Ideally, an organisation will have pre-prepared and practised pandemic planning for this type of incident, according to Dr Renshaw.

They will have reviewed their plans and have started to assess how they fit in with the current outbreak. They would have a crisis management team in place to quickly take stock of the situation and have tested systems for contacting and supporting employees in a crisis, wherever they are in the world. To best protect business continuity they will have timely access to information in order to make assessments on travel plans and potential disruption, and be able to quickly enable flexibility in their employees’ itineraries. They have considered a range of actions, based on various triggers, and are agile in their approach,” he said.
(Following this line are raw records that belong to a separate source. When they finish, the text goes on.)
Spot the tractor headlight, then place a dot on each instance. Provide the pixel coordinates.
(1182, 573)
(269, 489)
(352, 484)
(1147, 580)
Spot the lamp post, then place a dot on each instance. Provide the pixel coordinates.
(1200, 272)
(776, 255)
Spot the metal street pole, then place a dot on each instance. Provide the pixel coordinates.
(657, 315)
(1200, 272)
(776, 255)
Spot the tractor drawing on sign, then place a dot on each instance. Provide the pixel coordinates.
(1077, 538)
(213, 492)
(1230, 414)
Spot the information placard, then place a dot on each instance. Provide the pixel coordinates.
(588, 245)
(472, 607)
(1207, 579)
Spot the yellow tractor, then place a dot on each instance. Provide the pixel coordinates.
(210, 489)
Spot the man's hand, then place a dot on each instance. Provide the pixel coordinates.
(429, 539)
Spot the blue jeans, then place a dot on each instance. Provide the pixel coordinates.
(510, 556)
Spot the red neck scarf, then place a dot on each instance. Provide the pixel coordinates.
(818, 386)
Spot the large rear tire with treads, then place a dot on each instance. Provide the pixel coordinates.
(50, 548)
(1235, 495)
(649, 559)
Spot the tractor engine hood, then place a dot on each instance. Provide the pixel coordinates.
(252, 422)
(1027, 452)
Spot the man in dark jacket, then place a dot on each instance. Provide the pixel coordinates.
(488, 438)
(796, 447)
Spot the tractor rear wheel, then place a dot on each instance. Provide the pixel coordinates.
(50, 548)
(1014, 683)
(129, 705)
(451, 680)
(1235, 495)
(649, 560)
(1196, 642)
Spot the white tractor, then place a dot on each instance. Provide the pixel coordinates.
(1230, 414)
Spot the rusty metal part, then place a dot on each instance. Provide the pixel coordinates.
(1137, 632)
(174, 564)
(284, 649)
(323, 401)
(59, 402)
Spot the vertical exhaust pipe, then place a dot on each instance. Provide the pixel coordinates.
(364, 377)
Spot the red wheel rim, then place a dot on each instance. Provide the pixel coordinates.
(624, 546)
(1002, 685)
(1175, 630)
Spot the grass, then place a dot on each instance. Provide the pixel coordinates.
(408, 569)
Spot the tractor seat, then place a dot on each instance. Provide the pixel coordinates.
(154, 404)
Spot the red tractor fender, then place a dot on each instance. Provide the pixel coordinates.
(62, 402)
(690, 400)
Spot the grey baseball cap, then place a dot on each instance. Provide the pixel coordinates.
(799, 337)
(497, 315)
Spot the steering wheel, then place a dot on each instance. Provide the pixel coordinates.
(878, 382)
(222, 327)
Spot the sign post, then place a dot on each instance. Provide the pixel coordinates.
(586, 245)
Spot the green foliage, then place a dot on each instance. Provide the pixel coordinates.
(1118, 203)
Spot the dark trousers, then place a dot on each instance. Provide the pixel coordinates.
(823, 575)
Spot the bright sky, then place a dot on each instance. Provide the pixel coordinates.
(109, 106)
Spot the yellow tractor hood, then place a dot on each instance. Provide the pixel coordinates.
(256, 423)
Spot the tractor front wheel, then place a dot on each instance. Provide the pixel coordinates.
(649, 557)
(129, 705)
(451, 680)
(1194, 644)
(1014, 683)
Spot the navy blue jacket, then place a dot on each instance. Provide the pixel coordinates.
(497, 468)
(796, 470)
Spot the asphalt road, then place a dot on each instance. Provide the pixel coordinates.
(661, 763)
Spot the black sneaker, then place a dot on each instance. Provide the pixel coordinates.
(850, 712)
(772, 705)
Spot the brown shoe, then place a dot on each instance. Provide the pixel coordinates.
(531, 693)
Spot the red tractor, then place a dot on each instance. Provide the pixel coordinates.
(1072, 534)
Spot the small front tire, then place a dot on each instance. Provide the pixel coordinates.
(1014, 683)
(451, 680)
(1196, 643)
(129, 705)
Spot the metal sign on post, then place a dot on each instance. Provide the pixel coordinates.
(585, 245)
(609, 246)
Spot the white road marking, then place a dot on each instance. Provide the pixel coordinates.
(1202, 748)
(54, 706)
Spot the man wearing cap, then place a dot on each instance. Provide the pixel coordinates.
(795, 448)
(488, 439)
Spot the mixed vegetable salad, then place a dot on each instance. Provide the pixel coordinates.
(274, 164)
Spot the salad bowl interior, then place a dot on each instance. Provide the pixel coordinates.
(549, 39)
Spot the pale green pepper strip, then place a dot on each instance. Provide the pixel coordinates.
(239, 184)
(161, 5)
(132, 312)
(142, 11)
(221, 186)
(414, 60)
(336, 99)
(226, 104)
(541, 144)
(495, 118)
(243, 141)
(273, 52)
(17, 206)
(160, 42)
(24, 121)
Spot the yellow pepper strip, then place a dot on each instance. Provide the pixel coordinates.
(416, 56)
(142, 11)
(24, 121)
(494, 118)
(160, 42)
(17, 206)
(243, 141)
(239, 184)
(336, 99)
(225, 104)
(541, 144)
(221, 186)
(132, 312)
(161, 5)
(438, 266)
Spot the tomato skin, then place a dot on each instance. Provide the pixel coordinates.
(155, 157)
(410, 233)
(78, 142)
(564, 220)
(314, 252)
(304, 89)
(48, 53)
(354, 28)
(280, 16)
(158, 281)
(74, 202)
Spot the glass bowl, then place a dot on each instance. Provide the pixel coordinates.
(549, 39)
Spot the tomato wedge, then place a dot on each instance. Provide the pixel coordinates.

But although some organisations are prepared to respond to a pandemic, many are not, according to Julia Graham, deputy chief executive and technical director at Airmic. “Pandemic preparedness is typically understaffed and underbudgeted because this is a low-probability risk,” she said.

Much attention during the outbreak has been focused on preventing deaths and containing the virus, but it is inevitably turning to the potential effects on economies and businesses, said Ms Graham.
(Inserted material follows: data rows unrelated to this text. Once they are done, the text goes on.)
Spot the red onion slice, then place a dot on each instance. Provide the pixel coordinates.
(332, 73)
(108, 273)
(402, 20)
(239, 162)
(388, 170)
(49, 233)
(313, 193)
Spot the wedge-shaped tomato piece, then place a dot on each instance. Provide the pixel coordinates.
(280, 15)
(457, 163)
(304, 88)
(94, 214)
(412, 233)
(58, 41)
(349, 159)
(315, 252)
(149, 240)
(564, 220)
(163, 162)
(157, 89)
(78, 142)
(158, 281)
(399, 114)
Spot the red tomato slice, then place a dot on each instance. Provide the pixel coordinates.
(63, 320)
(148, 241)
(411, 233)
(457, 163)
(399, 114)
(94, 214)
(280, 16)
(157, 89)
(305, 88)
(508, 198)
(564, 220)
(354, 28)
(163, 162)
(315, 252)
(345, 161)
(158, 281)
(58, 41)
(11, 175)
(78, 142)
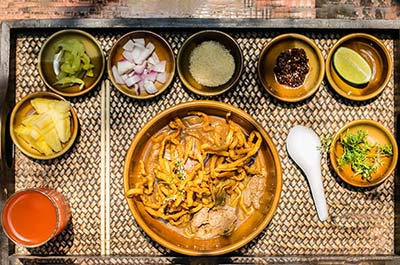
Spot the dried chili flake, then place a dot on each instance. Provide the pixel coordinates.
(291, 67)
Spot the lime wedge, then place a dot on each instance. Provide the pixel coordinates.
(351, 66)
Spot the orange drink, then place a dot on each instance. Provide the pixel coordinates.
(33, 217)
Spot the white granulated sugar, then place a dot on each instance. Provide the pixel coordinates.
(211, 64)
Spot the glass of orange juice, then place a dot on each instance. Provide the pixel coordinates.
(32, 217)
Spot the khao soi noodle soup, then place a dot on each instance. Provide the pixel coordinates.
(202, 175)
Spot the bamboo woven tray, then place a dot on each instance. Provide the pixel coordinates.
(363, 224)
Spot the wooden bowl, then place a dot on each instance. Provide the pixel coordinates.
(377, 133)
(169, 237)
(376, 55)
(163, 51)
(183, 61)
(24, 109)
(47, 54)
(267, 61)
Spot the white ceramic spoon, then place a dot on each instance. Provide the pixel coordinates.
(303, 146)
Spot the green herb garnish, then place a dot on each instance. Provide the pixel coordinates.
(363, 156)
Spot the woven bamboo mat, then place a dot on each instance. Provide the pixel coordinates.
(360, 222)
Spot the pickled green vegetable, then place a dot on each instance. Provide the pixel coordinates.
(74, 64)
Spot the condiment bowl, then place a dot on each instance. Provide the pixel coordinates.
(377, 57)
(47, 57)
(183, 61)
(378, 134)
(163, 51)
(24, 109)
(171, 237)
(268, 60)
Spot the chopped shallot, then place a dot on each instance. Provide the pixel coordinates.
(117, 76)
(140, 67)
(124, 66)
(129, 45)
(150, 87)
(161, 77)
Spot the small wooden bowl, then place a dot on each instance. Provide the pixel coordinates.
(93, 50)
(376, 133)
(168, 236)
(267, 61)
(24, 109)
(376, 55)
(183, 61)
(163, 51)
“Whether you are in the business of selling hotel rooms, seats on aircraft or delivery of fast foods, or you are dependent on a business model with just-in-time supplies affected by manufacturing plants closing their doors, the potential financial impact is yet to be understood or assessed,” she said.

If the disease is not swiftly brought under control, slower economic growth would exacerbate already weaker fiscal performance in many parts of Asia-Pacific, according to S&P. The ratings agency’s base-case projection is that the coronavirus crisis will stabilise globally in April, with virtually no new transmissions in May. Its worst-case projection would see the virus stop spreading in late May, and optimistically in March.

“This suggests that the peak impact on economic activity across Asia-Pacific will be in the first and second quarters. Growth should stabilise later in 2020 and recover through early 2021 as the temporary effect on activity wanes,” S&P said.

While the human cost of the outbreak has been mounting, economic consequences are now beginning to emerge. Travel restrictions and quarantine measures in place in China are restricting the movements of millions of Chinese, preventing them from working, travelling and carrying out basic economic activities.

The coronavirus is causing disruption to supply chains, especially in the electronics, pharmaceutical and automotive industries. Carmaker Hyundai is suspending production at South Korean factories because of supply chain problems. Other manufacturers – including Tesla, Ford, PSA Peugeot Citroen, Nissan and Honda Motor – have extended factory closures in China.

Sony said the coronavirus could have a major impact on its smartphone image-sensor business if the outbreak continues. Airbus has also extended the planned closure of an assembly plant in China, while consumer electronics group Nintendo said shipments of its Switch games console would be delayed.

The travel, events and tourism industries are also expected to be impacted by coronavirus restrictions. Airlines and airports serving the region are likely to see a significant fall in air traffic and earnings. Hong Kong’s flagship airline Cathay Pacific has asked staff to take three weeks of unpaid leave to help it cope with the impact of the coronavirus.

The cruise-ship industry has also been affected. More than 3,700 passengers onboard the Diamond Princess were placed under quarantine in Japan. Some 60 passengers have since tested positive for coronavirus.

Some 1,800 passengers onboard a cruise ship docked in Hong Kong are also being tested for the virus after a number passengers showed symptoms of coronavirus.

In China, lockdowns and quarantines have depressed air and rail passenger flows, and have closed property sales offices, said S&P. “This supports our view that the economic hit will be felt most keenly in household-related spending,” it stated in a report.